I’ve been working in a retail office for 8 years as a buyer. When it started, it was great, and I enjoyed my job.
The department head is a horrible person who uses and abuses people. This has a trickledown effect. Over the years she has gotten worse and worse. Almost everyone under her (the entire department) has become unhappier and meaner because of it.
I’m a very non-confrontational person. I avoid arguments and drama, and try to make my work environment as friendly as I can. This has worked great, but in the last couple years the work environment has become so dismal and unhappy that people have started being mean to others, including me. Me in particular. Not only have my co-workers started bossing me around and pawning their work off on me, but part-time workers under me have started doing the same. I noticed that they all started walking all over me, so today I went to my boss and voiced my concerns. The conversation went like this:
Me: The last little while people who are not my superiors have been passing their work off on me and ordering me around. I feel ganged up on, and pretty unhappy, and I don’t know what to do.
Boss: Uh, um, well, there is no hierarchy here. We’re a team and we all help each other out.
Me:…what? But…you’ve even told me that you and your boss are my superiors and all directions are to come from you or her.
Boss: Uhhhh well if someone asks you for help then you should help them.
Me: So if I’m really busy I can ask (manager above me) for help?

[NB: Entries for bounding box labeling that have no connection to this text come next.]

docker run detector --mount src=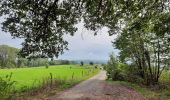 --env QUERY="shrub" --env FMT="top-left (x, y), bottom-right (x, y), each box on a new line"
top-left (80, 61), bottom-right (84, 66)
top-left (45, 63), bottom-right (49, 69)
top-left (0, 73), bottom-right (15, 100)
top-left (89, 61), bottom-right (94, 65)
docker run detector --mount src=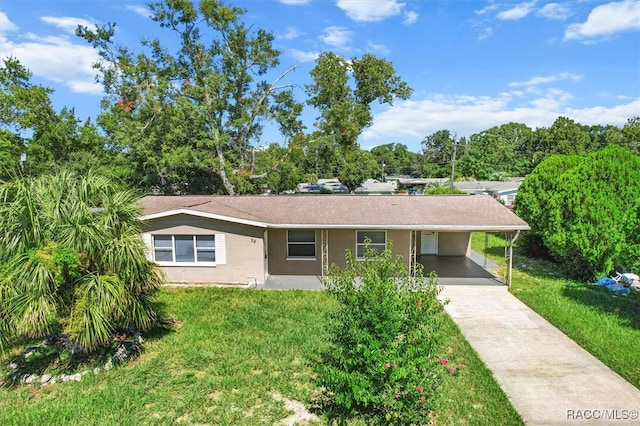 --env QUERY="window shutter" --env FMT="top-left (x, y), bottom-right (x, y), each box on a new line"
top-left (215, 234), bottom-right (227, 265)
top-left (142, 232), bottom-right (153, 261)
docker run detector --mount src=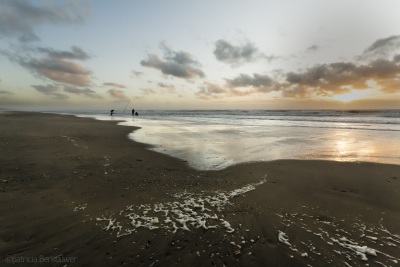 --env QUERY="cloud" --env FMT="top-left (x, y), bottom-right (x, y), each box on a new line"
top-left (214, 39), bottom-right (270, 65)
top-left (358, 35), bottom-right (400, 60)
top-left (1, 47), bottom-right (90, 86)
top-left (0, 91), bottom-right (14, 95)
top-left (140, 43), bottom-right (205, 79)
top-left (0, 0), bottom-right (88, 42)
top-left (103, 82), bottom-right (126, 88)
top-left (140, 88), bottom-right (157, 95)
top-left (306, 45), bottom-right (321, 52)
top-left (64, 86), bottom-right (101, 98)
top-left (31, 85), bottom-right (68, 100)
top-left (158, 83), bottom-right (177, 94)
top-left (196, 82), bottom-right (227, 99)
top-left (37, 46), bottom-right (90, 60)
top-left (107, 89), bottom-right (129, 100)
top-left (278, 57), bottom-right (400, 97)
top-left (132, 70), bottom-right (143, 77)
top-left (226, 73), bottom-right (274, 92)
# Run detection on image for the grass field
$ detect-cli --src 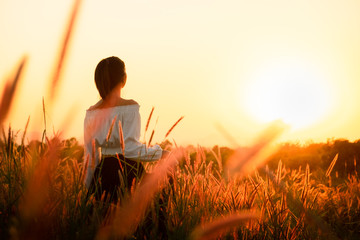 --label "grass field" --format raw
[0,0,360,240]
[0,129,360,239]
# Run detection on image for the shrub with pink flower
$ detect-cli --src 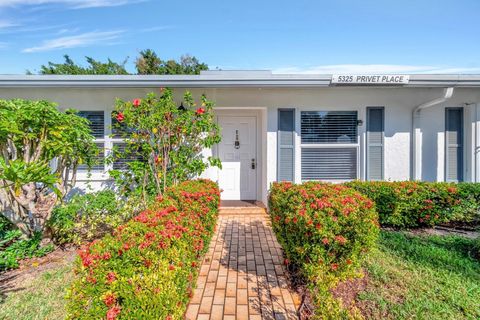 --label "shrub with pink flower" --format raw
[67,180,220,320]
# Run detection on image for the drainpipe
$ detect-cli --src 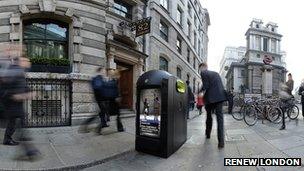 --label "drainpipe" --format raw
[142,0,151,71]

Boss: Well no because he’s busy with his own job.
Me:…but you just said…
Boss: Look, I’m really busy right now. We’re all a team and you are part of the team and expected to act like it. walks away
I’ve worked really hard over the years and have consistently gotten better than average annual reviews…so I don’t know why he’s giving me this lecture. And I’m left feeling helpless and stuck.
So, how do I know where to draw the line in “helping” my co-workers? How do I be helpful without being a pushover? I wish I knew how. I really, really want to be strong in that way, and I’m always angry at myself because I just. don’t. know. how. No matter how hard I try, I can’t figure it out.
Also, I know I have to get out of this job and into some place that treats me with some respect. I’ve been looking for another job for the past year and have been through a ton of applications. I’m a graphic designer, but the market for it in my area is so competitive I’ve never had any luck in finding something full time. Right now though, I’m looking for even just a receptionist somewhere so I can get out. The economy in my area is still really glum though, and there’s been nothing. Other problem is, it has to also pay close to what I’m making now, (35k/year) or I won’t be able to afford my apartment any more and will be homeless. This is the main reason why I can’t just quit right now. There are also no cheaper apartments in my city that aren’t in sketchy areas or have roaches/bedbugs.
I feel trapped and hopeless. I just need help on knowing how to endure my job for a little longer, so I can hopefully find something better.